Lift your hands to him for the lives of your children, who faint for hunger at the head of every street.

Lamentations 2:19 ESV


Friday, June 7, 2013

Industrious Waiting

Farming is hard work and lots of waiting. Even home gardeners recognize that. But, both know by experience that once the crop is in the ground that there is still much to do in the waiting time till harvest. Plants need water. They need de-bugged. The soil around them needs weeded. The better the care, the better the resulting harvest.

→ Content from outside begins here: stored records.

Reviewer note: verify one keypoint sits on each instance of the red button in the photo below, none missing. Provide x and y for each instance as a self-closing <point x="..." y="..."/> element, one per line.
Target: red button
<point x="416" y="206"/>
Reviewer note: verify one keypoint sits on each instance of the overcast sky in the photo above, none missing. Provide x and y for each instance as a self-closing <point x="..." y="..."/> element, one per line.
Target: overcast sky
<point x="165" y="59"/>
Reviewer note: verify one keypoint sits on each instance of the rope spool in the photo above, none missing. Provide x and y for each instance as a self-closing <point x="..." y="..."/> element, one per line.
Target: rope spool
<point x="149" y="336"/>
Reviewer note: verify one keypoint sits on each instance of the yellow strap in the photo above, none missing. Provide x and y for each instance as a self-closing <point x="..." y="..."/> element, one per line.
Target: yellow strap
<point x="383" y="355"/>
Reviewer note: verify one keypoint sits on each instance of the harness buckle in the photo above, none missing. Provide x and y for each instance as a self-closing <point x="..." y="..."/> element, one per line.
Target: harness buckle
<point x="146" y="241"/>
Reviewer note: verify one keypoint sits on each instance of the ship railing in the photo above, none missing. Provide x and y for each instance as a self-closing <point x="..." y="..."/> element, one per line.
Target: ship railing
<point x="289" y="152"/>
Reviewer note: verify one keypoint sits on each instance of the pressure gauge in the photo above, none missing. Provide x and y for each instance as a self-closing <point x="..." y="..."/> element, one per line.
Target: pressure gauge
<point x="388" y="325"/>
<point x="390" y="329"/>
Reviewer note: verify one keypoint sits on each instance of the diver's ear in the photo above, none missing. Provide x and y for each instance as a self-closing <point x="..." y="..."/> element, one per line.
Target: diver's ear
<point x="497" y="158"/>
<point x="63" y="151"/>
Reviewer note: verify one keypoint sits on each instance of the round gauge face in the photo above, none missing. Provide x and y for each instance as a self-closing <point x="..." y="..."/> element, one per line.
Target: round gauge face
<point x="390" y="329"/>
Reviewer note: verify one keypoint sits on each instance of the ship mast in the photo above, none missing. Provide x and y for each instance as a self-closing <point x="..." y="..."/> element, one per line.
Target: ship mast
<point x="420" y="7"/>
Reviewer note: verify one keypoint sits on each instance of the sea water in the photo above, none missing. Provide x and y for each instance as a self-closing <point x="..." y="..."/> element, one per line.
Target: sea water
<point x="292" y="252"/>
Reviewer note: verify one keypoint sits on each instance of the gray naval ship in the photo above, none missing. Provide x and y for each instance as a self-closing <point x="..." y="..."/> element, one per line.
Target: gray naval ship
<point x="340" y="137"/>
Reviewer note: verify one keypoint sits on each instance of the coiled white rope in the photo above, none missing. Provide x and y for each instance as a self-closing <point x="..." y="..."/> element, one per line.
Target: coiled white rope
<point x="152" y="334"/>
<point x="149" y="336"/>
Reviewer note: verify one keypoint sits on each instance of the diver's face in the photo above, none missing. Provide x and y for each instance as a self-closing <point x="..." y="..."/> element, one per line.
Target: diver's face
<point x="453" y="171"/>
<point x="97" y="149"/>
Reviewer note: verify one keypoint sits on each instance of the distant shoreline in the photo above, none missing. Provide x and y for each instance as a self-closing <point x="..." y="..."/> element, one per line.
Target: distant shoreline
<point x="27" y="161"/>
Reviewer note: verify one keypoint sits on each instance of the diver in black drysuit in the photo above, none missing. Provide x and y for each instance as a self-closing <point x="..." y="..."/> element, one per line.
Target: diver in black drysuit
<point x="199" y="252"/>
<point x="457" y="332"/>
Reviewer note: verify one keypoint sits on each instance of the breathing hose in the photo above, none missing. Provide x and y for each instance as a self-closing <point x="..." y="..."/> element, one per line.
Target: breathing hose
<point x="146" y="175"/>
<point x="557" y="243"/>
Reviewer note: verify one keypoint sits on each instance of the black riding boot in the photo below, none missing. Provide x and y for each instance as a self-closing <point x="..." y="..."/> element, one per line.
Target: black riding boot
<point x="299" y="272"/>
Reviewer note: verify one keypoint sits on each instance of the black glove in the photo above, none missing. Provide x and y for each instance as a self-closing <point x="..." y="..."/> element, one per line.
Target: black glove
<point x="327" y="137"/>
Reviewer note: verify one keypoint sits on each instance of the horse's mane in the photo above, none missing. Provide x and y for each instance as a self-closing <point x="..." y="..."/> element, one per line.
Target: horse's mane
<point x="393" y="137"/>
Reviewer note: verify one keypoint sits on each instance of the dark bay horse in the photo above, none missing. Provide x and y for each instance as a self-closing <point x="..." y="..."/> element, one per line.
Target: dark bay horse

Oswald Chambers wrote, "The farmer does not wait with folded arms but with intense activity; he keeps at it industriously until the harvest."
 
As praying moms, we sow prayers into our children's lives. While we wait to see the harvest, we keep working. Our work is, of course, being persistent in prayer, but it is also persistent love. Both are not inactive but active. Both take time. Both take effort. And both may meet resistance.
 
Sometimes our children are resistant to our love. We open our arms to them and they turn their backs. There are times our children are difficult to love. They can be unkind, even cruel.
 
And we all know there may rise resistance within ourselves to persistent prayer. We want to see answers "now." And when we don't, we become discouraged and can convince ourselves that prayer isn't "working," that perhaps God doesn't hear or, worse, doesn't care.
 
We react with que sera serawhat will be will be. We turn away to put our time and effort elsewhere letting the crop tend for itself. We stop working for the harvest.
 
But industrious waiting doesn't have a defeatist attitude. Industrious waiting, instead, continues to nurture and watching over the crop carefully with more prayer and more love.  Waiting and working, waiting and working, until the golden harvest makes its appearance.
 
Industrious waiting in prayer believes that all the work will not be for nothing. Industrious waiting believes that in the time between the sowing and the harvest God is working.
 
May the words of the Apostle Paul encourage us all—

"Therefore, my beloved brethren, be steadfast, immovable, always abounding in the work of the Lord, knowing that your labor is not in vain in the Lord."